Le POB devint un parti avec lequel il fallut négocier.
Les riches sont des gens rompus à la dialectique. Ils n’ont aucune morale et sont peu regardants sur la nature de leurs partenaires pourvu qu’ils fussent avides, comme eux, de trahir en s’élevant.
Au début, ils se heurtèrent à des représentants du peuple vertueux. Ce fut l’occasion de conquêtes magnifiques de pionniers venus de nulle part et allant à l’essentiel.
Sur la fin, des intellectuels bourgeois les rallièrent. Sans doute honnêtes, ils vinrent grossir les rangs. Les vétérans des Internationales furent flattés de découvrir leur façon de penser si distinguée et en même temps si révolutionnaire. Sans le vouloir vraiment, cet apport de défroqués fut l’agent dissolvant de la force brute du peuple.
Puis le temps fit le reste qui acheva de dissoudre les énergies…
La page est tournée. La lutte des classes est terminée sans que les arguments des intellectuels fussent convaincants.
En écrivant ces lignes, je sais que mes propos sont obsolètes et prêtent à sourire dans une société maniérée, effarouchée par les mots, toute assottée d’expressions creuses comme « Renouveau et Libéralisme », « liberté d’entreprendre et démocratie » etc…
La suite du drame s’inscrit comme une évidence. Tout le PS n’est pas une somme d’avocats. Quelques strapontins sont encore dévolus à cette frange issue de rien. Ce sont souvent les élus communaux. Bien sûr s’y sont mêlés d’anciens « fils de pauvre », comme les Daerden, les Di Rupo. Lorsque dans un moment de sincérité ils mesurent avec orgueil le chemin parcouru, et qu’ils affirment que leur situation est une revanche sur le passé obscur, ils se disqualifient proprement de leur origine, pour apparaître parvenus et contents de l’avoir échappé belle !
Quant aux « petits » élus, ils se souviennent du temps où « voler un riche n’était pas voler ». Ils en ont gardé une sorte d’indifférence à ce qui est légal et à ce qui ne l’est pas. A force de parler avec ceux qu’initialement ils méprisaient, leur est venu le raisonnement qu’établir des marchés douteux, faire des alliances et obtenir des ristournes qui pouvaient passer pour des pots-de-vin, ne leur semblaient pas répréhensibles.

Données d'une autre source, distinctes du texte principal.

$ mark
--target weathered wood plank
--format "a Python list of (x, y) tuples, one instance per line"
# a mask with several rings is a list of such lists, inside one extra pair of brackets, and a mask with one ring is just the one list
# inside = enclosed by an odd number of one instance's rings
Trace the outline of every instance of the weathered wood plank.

La suite, tout le monde la connaît. Ils n’ont pas vu ou n’ont pas voulu voir que donner des préférences à des relations, truquer les marchés, falsifier les comptes, n’étaient plus voler les riches, mais voler les pauvres.
La boucle est bouclée.
Nos élus le disent en parlant des services qu’ils rendent à la population : ils font carrière. Ils apprécient leurs statuts, revendiquent de meilleurs salaires, bref, ils sont devenus nos salariés, en même temps qu’ils sont aussi nos patrons.
Il ne manquait plus pour loger la droite et la gauche à Charleroi que le local s’appelât « la Loge de la charité ».

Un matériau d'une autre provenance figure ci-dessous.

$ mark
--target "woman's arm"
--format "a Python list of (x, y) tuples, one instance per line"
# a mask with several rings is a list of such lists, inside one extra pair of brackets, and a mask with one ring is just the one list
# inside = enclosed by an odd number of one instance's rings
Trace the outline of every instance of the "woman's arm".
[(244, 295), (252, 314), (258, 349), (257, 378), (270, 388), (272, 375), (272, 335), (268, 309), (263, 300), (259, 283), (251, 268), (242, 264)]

Après cela, on peut tirer l’échelle.

Commentaires

Le socialisme et la lutte des classes ont été depuis le départ une affaire de "défroqués" tout comme la Révolution française n'aurait pas eu lieu sans la participation des bourgeois et de quelques aristocrates "éclairés". Marx et Lénine étaient issus de la grande bourgeoisie, comme nombre d'internationalistes français et belges. Ce n'est pas déprécier leurs mérites que de supposer que leur abnégation et leur dévouement (avatars du christianisme?) leur ont aussi apporté beaucoup de satisfactions d'amour-propre. Il n'y avait pratiquement pas de prolétaires parmi les penseurs et même les artisans des premières luttes sociales; fatalement, dirais-je, puisqu'il fallait un minimum d'instruction que les prolétaires n'avaient pas. Ce qui a changé, c'est que les idéalistes d'hier sont devenus les loups aux dents longues et les opportunistes d'aujourd'hui.

Tu as raison, mon cher Michel. Mais moi, je parle de la période 1890-1940 qui concerne la Belgique. Quand j'écris "ouvrier" il faut comprendre le "ras des pâquerettes", monsieur Tout-le-Monde. Or, ces gens lisaient Panaït Istrati, Dos Passos, comme Marx et Engels. ils n'auraient jamais dû faire confiance à des universitaires férus d'économie et croire qu'ils allaient gauchir le système.